2. Agravo Regimental não provido. " (AgRg no REsp 1.162.579/DF, Rel. Ministro
HERMAN BENJAMIN, SEGUNDA TURMA, julgado em 18/03/2010, DJe
06/04/2010)

MEDIDA CAUTELAR. RECURSO ESPECIAL RECEBIDO NA FORMA
RETIDA. ACÓRDÃO QUE INDEFERE ANTECIPAÇÃO DE TUTELA.
IMPROPRIEDADE DA RETENÇÃO.

1. A regra de retenção do recurso especial, prevista no artigo 542, § 3º, do CPC,
não abarca situações cujo risco de infrutuosidade do provimento judicial seja
inerente à própria pretensão recursal, como ocorre no caso de recursos especiais
que ambicionam tutela cautelar ou o seu afastamento.
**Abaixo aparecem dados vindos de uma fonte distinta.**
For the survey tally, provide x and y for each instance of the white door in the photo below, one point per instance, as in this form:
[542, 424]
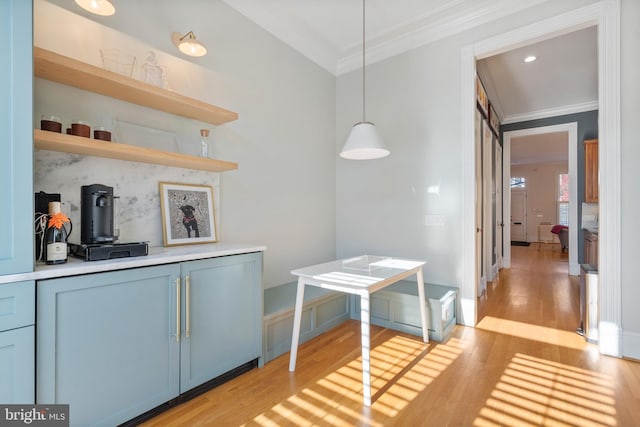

2. Agravo improvido. " (AgRg na MC 15.845/RJ, Rel. Ministro LUIS FELIPE
SALOMÃO, QUARTA TURMA, julgado em 15/09/2009, DJe 28/09/2009)

No caso, o recurso especial que se determinou permanecesse retido nos autos foi
interposto contra acórdão que, em sede de agravo de instrumento, entendeu por não estarem presentes
os requisitos necessários à concessão de liminar em ação de busca e apreensão, tendo em vista a
descaracterização da mora do devedor.

Nesse contexto, a parte não demonstrou concretamente que a decisão agravada ocasiona
dano de difícil ou incerta reparação ou que esteja eivada de manifesta ilegalidade, motivo pelo qual
descabe o imediato processamento do recurso especial, devendo o apelo permanecer retido.

Nesse sentido:

AGRAVO REGIMENTAL NO AGRAVO DE INSTRUMENTO -
RETENÇÃO DO APELO NOBRE COM BASE NO ART. 542, § 3º, DO CPC -
FLEXIBILIZAÇÃO - DESNECESSIDADE - INOCORRÊNCIA DE PERIGO
NA DEMORA - AGRAVO IMPROVIDO.

1. A flexibilização ao art. 542 § 3º, do CPC somente é cabível nos casos em que
efetivamente se verifica a aparência de bom direito (fumus boni iuris) e a
demonstração do perigo na demora (periculum in mora).

2. Agravo regimental improvido. " (AgRg no Ag 965.440/RJ, Rel. Ministro
MASSAMI UYEDA, TERCEIRA TURMA, julgado em 05/02/2009, DJe
18/02/2009)

PROCESSUAL CIVIL. QUESTÕES PRELIMINARES DE AÇÃO
INDENIZATÓRIA DECIDIDAS PELO TRIBUNAL ESTADUAL. RECURSO
ESPECIAL. RETENÇÃO. MEDIDA CAUTELAR. PRETENSÃO DE
ANDAMENTO E CONCESSÃO DE EFEITO SUSPENSIVO.

I. A sistemática legal introduzida pela Lei n. 9.756/98, de retenção do recurso
especial relativamente à discussão de questões processuais, apenas comporta
tratamento excepcional em situações extremas, verificadas caso a caso.

II. O mero enfrentamento e rejeição de preliminares de prescrição, legitimidade
passiva e inépcia da inicial, não justificam o afastamento da regra geral, posto que o
efeito é apenas o prosseguimento de ação indenizatória ainda em fase cognitiva,
sem que se configure lesão para a parte ré, salvo a contingência de ter correndo
contra si demanda de tal natureza, situação absolutamente corriqueira na vida
empresarial.

III. Agravo improvido. " (AgRg na MC 3.604/SP, Rel. Ministro ALDIR
PASSARINHO JUNIOR, QUARTA TURMA, julgado em 07/02/2002, DJ
08/04/2002)

3. Do exposto, não conheço do agravo.

Publique-se.

intimem-se.

Brasília (DF), 22 de outubro de 2016.